- Theatrical release poster
- Directed by: Oliver Stone
- Written by: Oliver Stone (structure)
- Based on: Destiny Betrayed: JFK, Cuba, and the Garrison Case by James DiEugenio
- Produced by: Robert S. Wilson
- Narrated by: Whoopi Goldberg; Donald Sutherland;
- Cinematography: Robert Richardson
- Edited by: Kurt Mattila
- Music by: Jeff Beal
- Production companies: Ixtlan Productions; Pantagruel Productions; Ingenious Media;
- Distributed by: Altitude Film Distribution
- Release dates: July 12, 2021 (Cannes); November 12, 2021 (United States);
- Running time: 118 minutes
- Countries: United States United Kingdom
- Language: English

= JFK Revisited: Through the Looking Glass =

2021 documentary film by Oliver Stone

JFK Revisited: Through the Looking Glass is a 2021 documentary film about the assassination of John F. Kennedy directed by Oliver Stone, based on the 1992 non-fiction book Destiny Betrayed: JFK, Cuba, and the Garrison Case by James DiEugenio and on newly declassified evidence about the case. It premiered on July 12, 2021, in the Cannes Premiere section at the 2021 Cannes Film Festival.

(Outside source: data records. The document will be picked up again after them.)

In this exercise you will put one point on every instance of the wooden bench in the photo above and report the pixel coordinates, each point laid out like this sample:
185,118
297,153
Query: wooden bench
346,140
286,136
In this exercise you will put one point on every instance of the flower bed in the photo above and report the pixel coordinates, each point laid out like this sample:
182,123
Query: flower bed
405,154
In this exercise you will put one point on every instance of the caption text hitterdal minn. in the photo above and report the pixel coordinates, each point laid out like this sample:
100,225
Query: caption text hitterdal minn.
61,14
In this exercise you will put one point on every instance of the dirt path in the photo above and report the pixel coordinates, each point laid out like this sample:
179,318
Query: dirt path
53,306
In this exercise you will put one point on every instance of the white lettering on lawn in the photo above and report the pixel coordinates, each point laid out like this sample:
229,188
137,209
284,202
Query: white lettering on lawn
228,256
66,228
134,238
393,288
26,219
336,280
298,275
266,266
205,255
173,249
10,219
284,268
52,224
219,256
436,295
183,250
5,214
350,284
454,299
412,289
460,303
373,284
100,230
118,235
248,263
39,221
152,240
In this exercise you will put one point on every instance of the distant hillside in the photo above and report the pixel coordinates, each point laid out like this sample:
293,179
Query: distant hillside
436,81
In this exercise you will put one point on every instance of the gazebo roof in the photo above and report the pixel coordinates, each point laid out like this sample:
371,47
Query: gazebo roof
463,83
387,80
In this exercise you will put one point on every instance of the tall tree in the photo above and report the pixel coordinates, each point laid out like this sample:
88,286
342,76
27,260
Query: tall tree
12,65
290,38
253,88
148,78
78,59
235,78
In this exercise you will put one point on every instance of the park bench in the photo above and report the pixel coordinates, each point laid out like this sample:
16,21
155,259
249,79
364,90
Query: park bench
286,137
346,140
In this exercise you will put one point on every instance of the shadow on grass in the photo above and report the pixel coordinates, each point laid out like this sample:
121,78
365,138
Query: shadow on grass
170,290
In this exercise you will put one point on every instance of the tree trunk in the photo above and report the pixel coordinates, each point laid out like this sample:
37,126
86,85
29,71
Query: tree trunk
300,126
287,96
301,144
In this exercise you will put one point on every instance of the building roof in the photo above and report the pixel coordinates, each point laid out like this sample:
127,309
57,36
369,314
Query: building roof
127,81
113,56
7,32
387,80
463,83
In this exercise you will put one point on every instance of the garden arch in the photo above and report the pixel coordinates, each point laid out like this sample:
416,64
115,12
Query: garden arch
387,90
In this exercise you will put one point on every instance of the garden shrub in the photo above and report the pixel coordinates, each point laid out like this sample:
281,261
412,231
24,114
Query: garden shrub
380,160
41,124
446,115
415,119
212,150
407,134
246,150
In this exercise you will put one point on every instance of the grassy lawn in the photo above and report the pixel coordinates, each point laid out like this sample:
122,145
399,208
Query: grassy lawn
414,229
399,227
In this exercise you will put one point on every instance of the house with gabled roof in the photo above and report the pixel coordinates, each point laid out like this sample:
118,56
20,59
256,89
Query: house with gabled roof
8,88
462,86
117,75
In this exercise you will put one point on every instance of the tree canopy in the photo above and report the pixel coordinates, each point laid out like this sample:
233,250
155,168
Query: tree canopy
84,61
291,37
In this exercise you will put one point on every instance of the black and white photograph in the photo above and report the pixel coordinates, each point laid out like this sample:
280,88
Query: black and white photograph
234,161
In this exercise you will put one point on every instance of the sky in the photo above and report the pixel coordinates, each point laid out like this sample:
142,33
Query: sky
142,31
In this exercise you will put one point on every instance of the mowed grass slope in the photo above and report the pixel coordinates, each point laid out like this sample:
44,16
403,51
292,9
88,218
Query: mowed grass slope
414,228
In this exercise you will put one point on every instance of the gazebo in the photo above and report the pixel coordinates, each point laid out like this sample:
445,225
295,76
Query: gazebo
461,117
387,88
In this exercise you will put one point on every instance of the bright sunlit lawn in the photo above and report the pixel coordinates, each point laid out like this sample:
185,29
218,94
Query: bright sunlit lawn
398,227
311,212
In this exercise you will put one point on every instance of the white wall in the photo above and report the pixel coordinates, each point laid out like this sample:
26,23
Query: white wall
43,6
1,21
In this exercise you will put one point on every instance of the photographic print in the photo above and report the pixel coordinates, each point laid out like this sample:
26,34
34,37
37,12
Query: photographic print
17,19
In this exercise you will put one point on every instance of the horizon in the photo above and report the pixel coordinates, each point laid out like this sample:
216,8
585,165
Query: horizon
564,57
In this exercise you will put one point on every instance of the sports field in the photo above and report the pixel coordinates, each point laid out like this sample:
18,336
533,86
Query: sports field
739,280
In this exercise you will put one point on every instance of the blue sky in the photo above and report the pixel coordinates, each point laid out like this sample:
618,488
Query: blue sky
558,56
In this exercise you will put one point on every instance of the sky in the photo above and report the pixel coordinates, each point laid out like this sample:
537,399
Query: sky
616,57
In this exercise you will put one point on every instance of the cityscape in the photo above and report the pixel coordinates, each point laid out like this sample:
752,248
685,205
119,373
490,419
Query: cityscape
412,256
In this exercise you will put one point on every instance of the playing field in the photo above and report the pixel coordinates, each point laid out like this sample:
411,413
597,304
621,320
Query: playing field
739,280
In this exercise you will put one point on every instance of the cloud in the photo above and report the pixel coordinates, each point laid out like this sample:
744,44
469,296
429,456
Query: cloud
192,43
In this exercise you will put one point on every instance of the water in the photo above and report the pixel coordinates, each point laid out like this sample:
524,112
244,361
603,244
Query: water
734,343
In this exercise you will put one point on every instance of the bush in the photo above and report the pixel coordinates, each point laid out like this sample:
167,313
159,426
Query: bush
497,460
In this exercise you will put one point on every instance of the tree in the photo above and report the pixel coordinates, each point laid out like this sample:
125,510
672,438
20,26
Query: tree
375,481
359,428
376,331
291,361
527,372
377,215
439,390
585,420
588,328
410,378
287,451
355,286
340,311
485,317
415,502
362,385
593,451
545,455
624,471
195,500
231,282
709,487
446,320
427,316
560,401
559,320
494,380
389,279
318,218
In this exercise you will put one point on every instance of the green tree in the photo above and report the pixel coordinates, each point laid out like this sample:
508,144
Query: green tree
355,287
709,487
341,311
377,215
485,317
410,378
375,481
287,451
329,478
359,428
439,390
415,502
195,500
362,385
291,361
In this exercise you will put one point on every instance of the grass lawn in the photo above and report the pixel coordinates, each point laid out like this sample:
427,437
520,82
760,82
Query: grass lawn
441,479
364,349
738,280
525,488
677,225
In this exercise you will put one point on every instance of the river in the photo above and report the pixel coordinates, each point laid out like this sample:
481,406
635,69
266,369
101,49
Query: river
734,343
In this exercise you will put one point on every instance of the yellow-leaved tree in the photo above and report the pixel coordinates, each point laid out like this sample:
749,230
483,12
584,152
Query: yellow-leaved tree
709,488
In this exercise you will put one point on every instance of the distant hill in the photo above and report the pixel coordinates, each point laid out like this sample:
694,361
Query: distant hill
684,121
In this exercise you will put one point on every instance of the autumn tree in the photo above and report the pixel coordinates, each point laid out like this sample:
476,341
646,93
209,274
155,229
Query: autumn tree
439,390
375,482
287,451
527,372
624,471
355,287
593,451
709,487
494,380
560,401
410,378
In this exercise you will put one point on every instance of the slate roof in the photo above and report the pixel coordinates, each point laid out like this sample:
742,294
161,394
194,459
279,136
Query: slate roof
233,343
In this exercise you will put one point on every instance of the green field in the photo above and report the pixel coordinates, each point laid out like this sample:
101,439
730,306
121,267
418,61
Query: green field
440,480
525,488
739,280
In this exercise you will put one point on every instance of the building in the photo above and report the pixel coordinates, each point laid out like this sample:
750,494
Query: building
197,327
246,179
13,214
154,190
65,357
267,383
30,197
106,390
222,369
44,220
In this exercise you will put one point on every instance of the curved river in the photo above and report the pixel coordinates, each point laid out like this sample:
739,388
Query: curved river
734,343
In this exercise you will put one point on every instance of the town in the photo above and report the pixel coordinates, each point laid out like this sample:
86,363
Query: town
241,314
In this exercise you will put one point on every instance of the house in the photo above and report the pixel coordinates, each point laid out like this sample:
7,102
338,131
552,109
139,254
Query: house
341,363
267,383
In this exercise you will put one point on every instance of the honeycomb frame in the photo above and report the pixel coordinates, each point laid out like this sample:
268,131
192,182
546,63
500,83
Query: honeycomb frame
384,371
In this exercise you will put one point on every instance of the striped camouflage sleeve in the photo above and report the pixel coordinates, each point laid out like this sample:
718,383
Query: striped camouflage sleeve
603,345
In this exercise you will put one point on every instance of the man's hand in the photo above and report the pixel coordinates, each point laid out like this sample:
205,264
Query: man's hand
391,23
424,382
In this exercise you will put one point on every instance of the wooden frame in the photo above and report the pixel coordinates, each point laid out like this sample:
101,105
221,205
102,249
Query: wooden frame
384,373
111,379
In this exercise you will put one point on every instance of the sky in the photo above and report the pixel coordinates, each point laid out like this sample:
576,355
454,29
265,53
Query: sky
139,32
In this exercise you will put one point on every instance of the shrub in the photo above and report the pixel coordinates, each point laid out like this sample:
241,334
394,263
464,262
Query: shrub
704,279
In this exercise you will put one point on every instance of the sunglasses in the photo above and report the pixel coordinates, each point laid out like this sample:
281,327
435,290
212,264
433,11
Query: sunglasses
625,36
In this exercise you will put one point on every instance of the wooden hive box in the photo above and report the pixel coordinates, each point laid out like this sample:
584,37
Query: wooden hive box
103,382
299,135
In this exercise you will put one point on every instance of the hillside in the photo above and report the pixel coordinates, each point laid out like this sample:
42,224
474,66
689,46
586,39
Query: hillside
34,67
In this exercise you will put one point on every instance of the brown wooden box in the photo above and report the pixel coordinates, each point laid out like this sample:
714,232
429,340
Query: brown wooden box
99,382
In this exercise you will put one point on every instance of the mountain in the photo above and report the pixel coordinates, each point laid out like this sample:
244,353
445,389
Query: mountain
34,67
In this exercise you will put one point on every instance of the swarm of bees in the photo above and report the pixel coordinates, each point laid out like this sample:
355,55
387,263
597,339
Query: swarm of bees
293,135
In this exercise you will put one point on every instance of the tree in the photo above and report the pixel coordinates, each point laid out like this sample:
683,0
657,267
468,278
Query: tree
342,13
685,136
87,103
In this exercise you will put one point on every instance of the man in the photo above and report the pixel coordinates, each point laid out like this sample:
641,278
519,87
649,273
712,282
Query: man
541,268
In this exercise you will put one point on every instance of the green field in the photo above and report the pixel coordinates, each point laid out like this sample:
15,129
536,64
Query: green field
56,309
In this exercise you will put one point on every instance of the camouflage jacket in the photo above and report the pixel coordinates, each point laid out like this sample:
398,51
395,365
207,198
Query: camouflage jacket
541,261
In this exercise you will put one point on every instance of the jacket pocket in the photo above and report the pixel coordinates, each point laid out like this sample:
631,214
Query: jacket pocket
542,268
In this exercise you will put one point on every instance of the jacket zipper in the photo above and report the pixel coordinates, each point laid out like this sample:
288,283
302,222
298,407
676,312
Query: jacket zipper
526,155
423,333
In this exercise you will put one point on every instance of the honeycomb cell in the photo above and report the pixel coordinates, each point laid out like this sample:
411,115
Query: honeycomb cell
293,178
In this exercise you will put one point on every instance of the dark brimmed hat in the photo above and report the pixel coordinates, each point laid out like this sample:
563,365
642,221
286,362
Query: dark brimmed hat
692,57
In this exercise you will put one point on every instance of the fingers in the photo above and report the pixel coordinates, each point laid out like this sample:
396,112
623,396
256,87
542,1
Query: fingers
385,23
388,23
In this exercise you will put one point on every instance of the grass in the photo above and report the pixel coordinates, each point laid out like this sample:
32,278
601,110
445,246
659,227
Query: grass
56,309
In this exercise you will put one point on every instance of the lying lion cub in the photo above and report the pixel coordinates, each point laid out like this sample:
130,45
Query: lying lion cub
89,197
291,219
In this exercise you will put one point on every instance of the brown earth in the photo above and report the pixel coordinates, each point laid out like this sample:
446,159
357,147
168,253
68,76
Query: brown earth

Stone described it as "an important bookend to my 1991 film. It ties up many loose threads, and hopefully repudiates much of the ignorance around the case and the movie". Originally conceived as a four-hour epic under the title JFK: Destiny Betrayed, the film is narrated by Whoopi Goldberg and Donald Sutherland.

==Synopsis==
After the 1991 film JFK, Congress enacts the President John F. Kennedy Assassination Records Collection Act of 1992, establishing a review board to declassify assassination-related documents. The film disputes the chain of evidence for the "single bullet" that caused wounds to Kennedy and Governor John Connally. Researcher Barry Ernest, author of the 2010 JFK book The Girl on the Stairs, is interviewed about alleged witness statements purportedly casting doubt on the timeline of Lee Harvey Oswald's movements immediately after the assassination.

Interviewees featured in the film include:
- John R. Tunheim
- Dr. Henry Lee
- Robert F. Kennedy, Jr., nephew of President John F. Kennedy.
- James K. Galbraith
- David Talbot
- Cyril Wecht

==Production==
The film was produced by Ixtlan Productions and Pantagruel Productions with funding by Ingenious Media.

==Release==
It was released on video on demand on November 12, 2021, and was televised on Showtime on November 22, 2021. It was theatrically released in the U.K. and Ireland by Altitude Film Distribution on November 26, 2021.

==Reception==
 Metacritic, which uses a weighted average, assigned the film a score of 55 out of 100, based on 7 critics, indicating "mixed or average" reviews.